I was not randomly selected to be questioned for jury duty. I did sit through the questioning because potential jurors were replaced and new ones stepped in. This took a few hours and went right through our lunch break. We waited for 1.5 hours while the Judge, lawyers and defendant talked behind closed doors. It took two more hours without a break for the process to be completed. It gave me time to reflect on the efficacy of trial by jury. The fact is that most crimes are managed by plea agreements, Reparative Boards, Mental Health Court and Drug Court. The concept of trial by jury is appealing if you are concerned about vigilante justice, back-room negotiations or dictator rulings. I’m not sure juries who are chosen randomly through a computer scramble then vetted by lawyers who are looking for certain “personalities” can make wise decisions about criminal cases. You can’t do research, can’t talk to anyone about the case, can’t take notes during the proceedings and a considerable amount of information is withheld from the jury in case it might influence their thinking.

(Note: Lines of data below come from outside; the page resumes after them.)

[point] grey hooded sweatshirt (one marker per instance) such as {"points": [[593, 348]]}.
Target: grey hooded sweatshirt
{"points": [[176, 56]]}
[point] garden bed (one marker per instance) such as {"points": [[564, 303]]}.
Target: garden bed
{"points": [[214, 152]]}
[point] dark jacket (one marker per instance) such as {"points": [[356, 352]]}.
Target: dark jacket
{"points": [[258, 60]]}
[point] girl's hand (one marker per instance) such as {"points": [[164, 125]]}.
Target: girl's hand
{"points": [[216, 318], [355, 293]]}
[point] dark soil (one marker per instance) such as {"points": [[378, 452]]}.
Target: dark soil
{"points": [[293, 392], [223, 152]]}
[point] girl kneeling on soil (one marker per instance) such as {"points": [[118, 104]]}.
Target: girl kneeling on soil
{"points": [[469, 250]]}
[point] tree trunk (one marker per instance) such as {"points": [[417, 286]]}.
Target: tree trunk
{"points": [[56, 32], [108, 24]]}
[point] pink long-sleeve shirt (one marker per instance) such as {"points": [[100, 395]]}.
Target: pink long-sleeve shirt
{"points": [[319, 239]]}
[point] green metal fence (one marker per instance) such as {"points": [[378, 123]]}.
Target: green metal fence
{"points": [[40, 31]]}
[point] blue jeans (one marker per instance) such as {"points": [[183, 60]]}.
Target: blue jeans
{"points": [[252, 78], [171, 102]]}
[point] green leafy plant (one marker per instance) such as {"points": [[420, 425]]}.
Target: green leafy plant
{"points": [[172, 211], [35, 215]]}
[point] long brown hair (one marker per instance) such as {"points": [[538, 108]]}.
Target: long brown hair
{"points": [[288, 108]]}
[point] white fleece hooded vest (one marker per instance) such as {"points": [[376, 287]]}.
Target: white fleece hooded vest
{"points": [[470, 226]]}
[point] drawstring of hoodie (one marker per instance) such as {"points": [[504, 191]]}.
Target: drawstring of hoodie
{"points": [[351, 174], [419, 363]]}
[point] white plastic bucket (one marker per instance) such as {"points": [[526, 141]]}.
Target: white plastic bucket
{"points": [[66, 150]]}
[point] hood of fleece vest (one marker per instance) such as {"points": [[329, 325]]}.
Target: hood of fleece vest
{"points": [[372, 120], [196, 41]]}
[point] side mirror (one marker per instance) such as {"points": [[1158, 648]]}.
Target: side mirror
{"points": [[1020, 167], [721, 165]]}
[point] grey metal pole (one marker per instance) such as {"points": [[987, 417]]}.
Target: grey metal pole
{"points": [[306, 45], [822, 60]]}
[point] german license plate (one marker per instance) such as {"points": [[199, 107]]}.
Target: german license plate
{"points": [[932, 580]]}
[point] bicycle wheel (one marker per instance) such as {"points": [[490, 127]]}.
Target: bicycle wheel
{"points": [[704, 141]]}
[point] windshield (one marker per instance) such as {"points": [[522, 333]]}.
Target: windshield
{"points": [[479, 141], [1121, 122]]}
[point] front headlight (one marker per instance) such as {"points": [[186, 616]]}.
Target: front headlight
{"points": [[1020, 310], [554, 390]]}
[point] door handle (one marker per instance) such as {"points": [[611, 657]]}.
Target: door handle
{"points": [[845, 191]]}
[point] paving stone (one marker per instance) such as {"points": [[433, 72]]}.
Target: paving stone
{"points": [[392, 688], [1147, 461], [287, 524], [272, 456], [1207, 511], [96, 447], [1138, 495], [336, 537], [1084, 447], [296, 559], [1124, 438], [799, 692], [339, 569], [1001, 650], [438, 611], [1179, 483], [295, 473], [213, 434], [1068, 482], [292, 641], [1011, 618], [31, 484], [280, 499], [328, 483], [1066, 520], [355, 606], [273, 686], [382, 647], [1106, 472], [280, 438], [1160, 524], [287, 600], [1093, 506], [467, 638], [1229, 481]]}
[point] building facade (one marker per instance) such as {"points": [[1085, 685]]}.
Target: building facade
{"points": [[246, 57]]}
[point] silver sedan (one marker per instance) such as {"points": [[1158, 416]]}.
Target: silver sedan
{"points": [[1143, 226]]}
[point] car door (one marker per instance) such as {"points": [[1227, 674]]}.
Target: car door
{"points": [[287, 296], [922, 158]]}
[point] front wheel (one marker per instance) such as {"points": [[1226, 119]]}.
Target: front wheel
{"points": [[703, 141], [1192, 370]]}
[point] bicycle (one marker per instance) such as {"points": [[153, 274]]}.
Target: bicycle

I sat on a Reparative Board for five years. It was one of my most valued community experiences. Individuals who had committed petty crimes sat with a group of 5-6 community members to discuss the effect of their crime on the victim(s) and the community. The board members learned about the individual’s life and what led to committing the crime. The individual was instructed to write a letter of apology to the victim, compensate for any damage and perform a prescribed amount of community service hours. There were usually a few monthly meetings to discuss progress. I don’t know if anyone’s life was significantly affected but it had to be an improvement over going to court.
I would much rather serve on a Reparative Board than a Jury. There are two more Jury Draws.